Undoing the buttons on Wright’s vest, he found what he was looking for. The internal pockets of the vest were lined with vaccines, which were cool to the touch. Wright had to have more stashed somewhere. John removed the vest, hoping the vaccines would somehow be able to help Damian save Grace.
* * *
The damage was almost too much for Kade to fathom. Th
ey had to expand the medbay. Tiny, though still sore, was now up and moving to help Number Five treat the wounded. Scott, Drew, Zack, and Wright were dead. Meredith had barely survived her bout with the vaccine. Grace was going to enter her coma at any point. Mick was still laid up from their makeshift surgery. Jem’s psyche seemed damaged. Ashton had broken her arm, and X wasn’t leaving her side. Damian had lost his left ring finger, but showed his Zerris side by rushing to research the vaccine to try to save Grace the moment they cauterized his finger. Emma had been knocked out cold, but was coming around. Yuzuki was being rested and hydrated to recover from her months in captivity. Cunningham was locked up in one of the rooms, waiting for Kade’s verdict. Kade himself was one big piece of tenderized meat.
Franklin and John seemed to be the only two to have weathered the latest round of misfortune without a scratch. Had X not been on his way to meet Kade’s Jeep on the bridge when everything went down, Kade doubted John would be counted among the living.
He hadn’t even gotten a chance to talk to Tiny since she was so busy tending to everyone, and Kade’s road rash was not a top priority. She didn’t even ask him about Zack, which made him believe she already assumed the worst.
The only people not occupied by the medbay were Jem, Yuzuki, Franklin, and Meredith, who were all playing Monopoly in Jem’s room. Damian and Victoria were buried in research; Grace and John were simply waiting.
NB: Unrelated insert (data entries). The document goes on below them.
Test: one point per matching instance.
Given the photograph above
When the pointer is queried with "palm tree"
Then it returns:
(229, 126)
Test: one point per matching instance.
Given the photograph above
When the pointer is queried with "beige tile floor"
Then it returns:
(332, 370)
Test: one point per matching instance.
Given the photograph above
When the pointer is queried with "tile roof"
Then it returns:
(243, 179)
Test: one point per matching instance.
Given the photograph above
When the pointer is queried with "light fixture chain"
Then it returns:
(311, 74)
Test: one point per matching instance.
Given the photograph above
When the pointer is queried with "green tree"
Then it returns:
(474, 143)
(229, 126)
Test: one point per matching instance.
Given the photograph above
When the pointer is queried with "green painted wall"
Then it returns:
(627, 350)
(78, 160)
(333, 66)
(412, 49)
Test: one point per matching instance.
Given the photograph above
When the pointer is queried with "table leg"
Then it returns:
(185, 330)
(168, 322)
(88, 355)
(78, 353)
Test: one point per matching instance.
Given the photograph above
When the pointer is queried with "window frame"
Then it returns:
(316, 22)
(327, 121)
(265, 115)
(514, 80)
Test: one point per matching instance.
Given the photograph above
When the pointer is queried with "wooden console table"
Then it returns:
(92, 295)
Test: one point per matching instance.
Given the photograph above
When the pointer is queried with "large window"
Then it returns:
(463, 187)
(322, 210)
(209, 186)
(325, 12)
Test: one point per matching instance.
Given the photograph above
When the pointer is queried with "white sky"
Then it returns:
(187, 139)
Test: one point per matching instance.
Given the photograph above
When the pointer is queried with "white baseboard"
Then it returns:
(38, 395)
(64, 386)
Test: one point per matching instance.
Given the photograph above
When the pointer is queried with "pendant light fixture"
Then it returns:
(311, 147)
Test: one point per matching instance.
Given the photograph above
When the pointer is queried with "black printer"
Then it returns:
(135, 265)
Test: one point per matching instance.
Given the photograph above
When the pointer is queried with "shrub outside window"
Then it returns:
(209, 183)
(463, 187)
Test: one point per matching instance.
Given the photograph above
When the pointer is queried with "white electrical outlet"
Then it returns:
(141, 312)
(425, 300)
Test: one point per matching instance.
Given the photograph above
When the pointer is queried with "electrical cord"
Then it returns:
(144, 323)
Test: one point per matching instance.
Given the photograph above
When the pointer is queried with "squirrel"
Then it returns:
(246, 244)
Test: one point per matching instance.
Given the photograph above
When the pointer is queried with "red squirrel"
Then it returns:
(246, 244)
Kade wanted to get a chance to say goodbye to Grace, in case she didn’t make it through her coma.
When he came to John’s room he knocked on the door, and Grace’s voice told him to come in. John was sitting against the head of the bed with Grace lying back between his legs, resting her head on his chest.
Kade tipped his chin in greeting to John, then said, “Grace, I’m sorry for ever bringing them here. You’ve been—”
“Stop it now,” Grace commanded. “I’m not saying goodbye to anyone. Either Damian is going to pull out a miracle, or I am going to beat this. If a little girl can do it, so can I. I will see you tomorrow, big brother.”